このジムニー+αを求めたシエラの設計思想は以前から「あともう少し感」があった。しかし、新型シエラではジムニー+αどころか、ゆとりすら感じさせてしまうポテンシャルが与えられている。オーバーフェンダーも「取りあえず付けておきました」ではないのだ。シエラでなくてはならない理由が詰まっているのだ。だから、スズキが想定していた以上に、国内でのヒットになっているのである。
実際、その乗り味はどうなのか。

実際に試乗してみると?
1.5Lエンジンは低回転域でのトルクを特徴とし、パワー不足を感じさせない。中回転域では欧州車のような頼り甲斐があり、高回転までしっかりとパワーを引き出していく。そこにパンチ力はないが、しっかりと走る愉しさを感じさせてくれる。
オフロードを優先したシャシーはハンドリングに曖昧さはあるし、今どきのコンパクトカーのようなびしっとした直進性はない。しかし、曖昧であろうともそこに独特のリズムがある。もちろん、それはドライバーの意思通りに動かないという意味ではない。こちらの意図を上手く伝えることで互いに認め合えるといった感じ……、つまり対話性があるということ。その探り合いがとてもオモシロイ。
乗り心地は前後に採用されたリジッドサス、そして大径タイヤとの組み合わせもあって、突然の大きな入力に対してはドタンバタンとした動きを見せるが、よくチューニングされたセッティングと、何よりも広げられたトレッドによって、コーナーでの安心感もバツグン。

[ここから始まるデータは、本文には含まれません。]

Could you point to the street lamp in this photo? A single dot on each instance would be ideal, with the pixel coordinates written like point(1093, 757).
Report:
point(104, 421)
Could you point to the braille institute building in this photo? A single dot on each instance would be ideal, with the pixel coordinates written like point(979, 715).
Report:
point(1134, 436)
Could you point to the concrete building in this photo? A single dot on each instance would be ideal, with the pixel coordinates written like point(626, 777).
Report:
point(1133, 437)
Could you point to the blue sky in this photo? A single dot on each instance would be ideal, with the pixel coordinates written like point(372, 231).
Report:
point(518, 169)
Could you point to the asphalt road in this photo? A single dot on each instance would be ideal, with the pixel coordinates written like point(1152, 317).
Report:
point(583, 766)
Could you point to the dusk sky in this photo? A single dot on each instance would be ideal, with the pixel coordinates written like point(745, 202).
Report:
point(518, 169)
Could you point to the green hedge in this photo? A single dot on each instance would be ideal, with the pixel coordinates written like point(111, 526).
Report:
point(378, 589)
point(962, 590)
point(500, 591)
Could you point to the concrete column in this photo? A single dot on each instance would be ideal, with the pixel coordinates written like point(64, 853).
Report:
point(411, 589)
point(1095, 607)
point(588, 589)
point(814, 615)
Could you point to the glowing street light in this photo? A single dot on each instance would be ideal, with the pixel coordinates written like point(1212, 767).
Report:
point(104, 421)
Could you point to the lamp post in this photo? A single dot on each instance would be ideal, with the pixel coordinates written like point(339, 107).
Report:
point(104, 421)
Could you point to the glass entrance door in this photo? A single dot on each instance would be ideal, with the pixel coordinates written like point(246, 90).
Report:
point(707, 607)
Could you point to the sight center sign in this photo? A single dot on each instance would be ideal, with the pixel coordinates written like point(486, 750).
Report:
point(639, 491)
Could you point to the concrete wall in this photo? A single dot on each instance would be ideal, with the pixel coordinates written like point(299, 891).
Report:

肝心な4WDシステムはパートタイム式ゆえに4WDに切り替えると低速でぎくしゃくとした動きを見せるが、その分(前後が直結となるため)、オフロードに足を踏み入れたならば、クルマってここまで走ってしまうの?と思うほどの走破性を披露。つまり、スゴい!を愉しめる。
だから、正直、待ってまで購入する価値、十分にあると思う。

惜しむべきは、5ドアスタイルを設定していないことだ。ジムニーに似た存在のジープ・ラングラーは現代求められいる5ドアをラインナップし、大成功を収めている。スズキは、硬くななスタンスを早々に解き、ジムニーシエラに5ドアを設定したほうがいいと思う。